Zeca coloca a mãozinha no peito e me diz sentir dor no coração. Pergunto a razão. Ele me fala vagamente que não está feliz com este mundo. Quer saber o que provoca dor no coração. Falo também vagamente sobre tristeza e sofrimento.

Após a partida de Zeca, penso mais profundamente sobre a dor que habita o meu próprio peito e como se transmuta ao longo do tempo sem nunca me abandonar. Lembro-me de quando fui atravessada pela dor inesperada e surpreendente do diagnóstico. O choque inicial. O suspense que tencionava o meu corpo e impedia o ar de circular livre e plenamente pelos meus pulmões, como se, ao retê-lo, pudesse também impedir o tempo de se esvair.

Recordo a dor da partida.
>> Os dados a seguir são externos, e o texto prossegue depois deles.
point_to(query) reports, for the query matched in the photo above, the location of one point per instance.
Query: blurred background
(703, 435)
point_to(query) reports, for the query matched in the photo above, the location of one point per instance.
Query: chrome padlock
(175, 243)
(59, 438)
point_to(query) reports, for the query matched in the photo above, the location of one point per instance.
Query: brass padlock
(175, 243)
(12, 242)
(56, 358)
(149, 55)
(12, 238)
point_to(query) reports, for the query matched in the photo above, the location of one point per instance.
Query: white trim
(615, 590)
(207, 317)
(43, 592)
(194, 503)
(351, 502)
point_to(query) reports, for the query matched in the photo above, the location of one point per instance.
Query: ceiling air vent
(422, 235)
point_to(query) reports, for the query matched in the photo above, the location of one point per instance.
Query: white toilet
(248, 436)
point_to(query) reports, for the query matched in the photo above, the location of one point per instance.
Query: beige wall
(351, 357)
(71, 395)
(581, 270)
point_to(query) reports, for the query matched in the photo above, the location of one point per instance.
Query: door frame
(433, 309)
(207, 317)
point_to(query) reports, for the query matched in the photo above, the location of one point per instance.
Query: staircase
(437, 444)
O corte sangrento e ardido que transbordava em forma de lágrimas incontidas e infindáveis. O coração dilacerado, disforme, despedaçado. O zumbido no ouvido e na alma que, misericordiosamente, me impedia de me dar conta do tamanho daquela perda. A razão impossibilitada de se desgarrar da ilusão de que aquele que partiu ainda poderia retornar.

Fantasia que o tempo e a realidade inexoráveis dão conta de desmanchar. A dor líquida que se transforma gradualmente em pesar sólido e passa a se instalar em um lugar mais profundo da minha existência, como uma grande cicatriz que esporeia e lateja.

Zeca me pergunta se há pomada para dor no coração. Digo-lhe que o único remédio que cura meu coração é o amor. Ele me confessa que gostaria de ir para casa dar um abraço em sua irmã. Concordamos que nada acalenta mais um coração doído do que dar um abraço em quem a gente ama.